Post by MiM » Mon Oct 31, 2011 6:15 pm

Warren Dew wrote:However, the gist is quite simple and is unclassified. Nuclear weapons have a few kilograms of nuclear fuel. Nuclear powerplants have tonnes of it. A nuclear powerplant like Chernobyl going up in smoke releases as much radiation and fallout as many, many bombs, because it contains as much nuclear material as many, many bombs.
No Warren, It's not that simple at all.

Firstly, of the tonnes of uranium in a reactor only a very small fraction undergoes fission, most of it is taken out again once the ratio of fissionable isotopes (mainly U-235) has become too low. Furthermore, even from Chernobyl only a few percent of the less volatile elements where released (and tens of percent of the volatiles (I,Cs,Te). In a bomb most of the fission fuel undergoes fission and everything gets released.

Secondly, the fallout from a bomb is extremely active in the first weeks, but decays comparably fast, because of a high abundance of short lived isotopes. In a reactor the isotopes with the lowest half lives (microseconds to weeks) decays away already while the raector is working, and are therefore not present in high amounts at any specific time. Thus the activity of a reactor fallout will be comparably lower in the beginning but decay away slower. There is a good graph of this in Glasstone Dolan "The Effects of Nuclear Weapons", unfortunately I do not have that at home, but I can get you the numbers by the end of the week, if you are interested.

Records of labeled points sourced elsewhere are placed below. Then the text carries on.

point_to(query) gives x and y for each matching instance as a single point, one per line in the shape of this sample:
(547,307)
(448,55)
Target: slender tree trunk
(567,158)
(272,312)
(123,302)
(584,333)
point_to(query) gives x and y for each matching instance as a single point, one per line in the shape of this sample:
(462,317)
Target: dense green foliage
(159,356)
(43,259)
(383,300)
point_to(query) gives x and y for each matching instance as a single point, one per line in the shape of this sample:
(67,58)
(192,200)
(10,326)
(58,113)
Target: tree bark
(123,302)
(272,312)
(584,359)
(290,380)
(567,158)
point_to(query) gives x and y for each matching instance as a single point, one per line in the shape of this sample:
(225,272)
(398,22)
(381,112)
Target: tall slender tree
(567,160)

Thirdly, the fusion stage in thermonuclear weapons produces intense fields of fast neutrons, which activate the surrounding materials. Especially a thermonuclear bomb exploded near the soil surface, will pull in huge amounts of neutron activated soil into it's fireball, where it produces nasty small radioactive particles, that significantly contributes tu the fallout of a bomb.

To sum this up. It is really hard to compare the fallout of bombs to the fallout of reactor accidents, because they have so different characteristics. This fact is often used by people who want to state a case either way.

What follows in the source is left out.